If the user's servers should be shut down when they logout, set `shutdown_on_logout` to `True`. This stops all servers that the user was running as part of their session. It is a somewhat dangerous to set this option to `True` because a user may not be done with computations that they are running on those servers.

The SAMLAuthenticator _usually_ attempts to forward users to the SLO URI set in the SAML Metadata.
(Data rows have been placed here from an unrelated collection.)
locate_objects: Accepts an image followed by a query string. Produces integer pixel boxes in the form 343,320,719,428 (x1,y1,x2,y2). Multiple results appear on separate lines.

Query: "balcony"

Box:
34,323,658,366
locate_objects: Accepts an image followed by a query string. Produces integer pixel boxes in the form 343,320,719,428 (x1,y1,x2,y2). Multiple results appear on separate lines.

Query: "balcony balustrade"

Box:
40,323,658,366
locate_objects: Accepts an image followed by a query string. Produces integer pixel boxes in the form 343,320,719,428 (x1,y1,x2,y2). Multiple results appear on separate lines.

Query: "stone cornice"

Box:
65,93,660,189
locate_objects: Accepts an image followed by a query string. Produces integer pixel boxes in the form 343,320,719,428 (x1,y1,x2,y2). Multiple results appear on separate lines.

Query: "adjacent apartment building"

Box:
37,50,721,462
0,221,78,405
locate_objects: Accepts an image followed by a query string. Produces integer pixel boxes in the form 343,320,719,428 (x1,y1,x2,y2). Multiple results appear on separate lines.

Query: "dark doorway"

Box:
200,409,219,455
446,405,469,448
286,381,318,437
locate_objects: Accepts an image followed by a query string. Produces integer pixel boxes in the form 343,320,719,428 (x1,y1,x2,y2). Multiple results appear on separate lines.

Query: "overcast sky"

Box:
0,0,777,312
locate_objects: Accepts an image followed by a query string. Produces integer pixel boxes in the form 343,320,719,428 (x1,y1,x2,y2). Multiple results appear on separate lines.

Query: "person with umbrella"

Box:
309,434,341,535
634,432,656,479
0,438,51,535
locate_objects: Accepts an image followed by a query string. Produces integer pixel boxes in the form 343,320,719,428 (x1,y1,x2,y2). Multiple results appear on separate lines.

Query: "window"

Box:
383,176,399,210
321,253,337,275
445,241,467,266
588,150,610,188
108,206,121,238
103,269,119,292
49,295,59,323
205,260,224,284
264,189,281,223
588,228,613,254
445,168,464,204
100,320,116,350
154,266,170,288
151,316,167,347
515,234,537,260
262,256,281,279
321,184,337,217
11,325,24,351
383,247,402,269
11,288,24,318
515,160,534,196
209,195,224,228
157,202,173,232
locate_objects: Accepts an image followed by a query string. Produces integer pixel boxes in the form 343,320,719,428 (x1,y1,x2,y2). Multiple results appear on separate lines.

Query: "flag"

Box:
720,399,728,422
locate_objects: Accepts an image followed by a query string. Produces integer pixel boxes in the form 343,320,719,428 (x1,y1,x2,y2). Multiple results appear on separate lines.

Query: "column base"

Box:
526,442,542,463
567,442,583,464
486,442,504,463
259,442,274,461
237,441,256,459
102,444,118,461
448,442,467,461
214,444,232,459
If this is not the desired behavior for whatever reason, set `slo_forward_on_logout` to `False`. This will change the page the user is forwarded to on logout from the page specified in the xml metadata to the standard jupyterhub logout page.

#### Example Configurations

```py
# A simple example configuration.
## Class for authenticating users.
c.JupyterHub.authenticator_class = 'samlauthenticator.SAMLAuthenticator'

# Where the SAML IdP's metadata is stored.
c.SAMLAuthenticator.metadata_filepath = '/etc/jupyterhub/metadata.xml'
```

```py
# A complex example configuration.
## Class for authenticating users.
c.JupyterHub.authenticator_class = 'samlauthenticator.SAMLAuthenticator'

# Where the SAML IdP's metadata is stored.
c.SAMLAuthenticator.metadata_filepath = '/etc/jupyterhub/metadata.xml'

# A field was placed in the SAML Response that contains the user's first name and last name separated by a period.
# Let's use that for the username.
c.SAMLAuthenticator.xpath_username_location = '//saml:Attribute[@Name="DottedName"]/saml:AttributeValue/text()'

# The IdP is sending the SAML Response in a field named 'R'
c.SAMLAuthenticator.login_post_field = 'R'

# We want to make sure that we're the only one receiving this SAML Response
c.SAMLAuthenticator.audience = 'jupyterhub.myorg.com'
c.SAMLAuthenticator.recipient = 'https://jupyterhub.myorg.com/hub/login'

# The IdP is sending dates in the form 'Tue July 20, 2020 18:30:21'
c.SAMLAuthenticator.time_format_string = '%a %B %d, %Y %H:%M%S'

# Looks like we can't get the timezone from the previous string - we need to set it
c.SAMLAuthenticator.idp_timezone = 'US/Eastern'

# Shutdown all servers when the user logs out
c.SAMLAuthenticator.shutdown_on_logout = True

# Don't send the user to the SLO address on logout
c.SAMLAuthenticator.slo_forwad_on_logout = False
```

## Developing and Contributing

Get the code and create a virtual environment.

```sh
git clone {git@git-source}
cd samlauthenticator
virtualenv --python=python3.6 venv
```

Start the virtual environment and install dependencies

```sh
source venv/bin/activate
pip install -r requirements.txt
pip install -r test_requirements.txt
```

Make sure that unit tests run on your system and complete successfully.

```sh
pytest --cov=samlauthenticator --cov-report term-missing
```
The output should be something like this:
```
============================= test session starts ==============================
collected 45 items

tests/test_authenticator.py ............................................ [ 97%]
.                                                                        [100%]

Name                                     Stmts   Miss  Cover   Missing
----------------------------------------------------------------------
samlauthenticator/__init__.py                1      0   100%
samlauthenticator/samlauthenticator.py     241      2    99%   332, 440
----------------------------------------------------------------------
TOTAL                                      242      2    99%
========================== 45 passed in 1.00 seconds ===========================
```

Make your change, write your unit tests, then send a pull request. The Pull Request text MUST contain the Developer Certificate of Origin, which _should be_ prepopulated in the pull request text. Please note that the developer MUST sign off on the Pull Request and the developer MUST provide their full legal name and email address.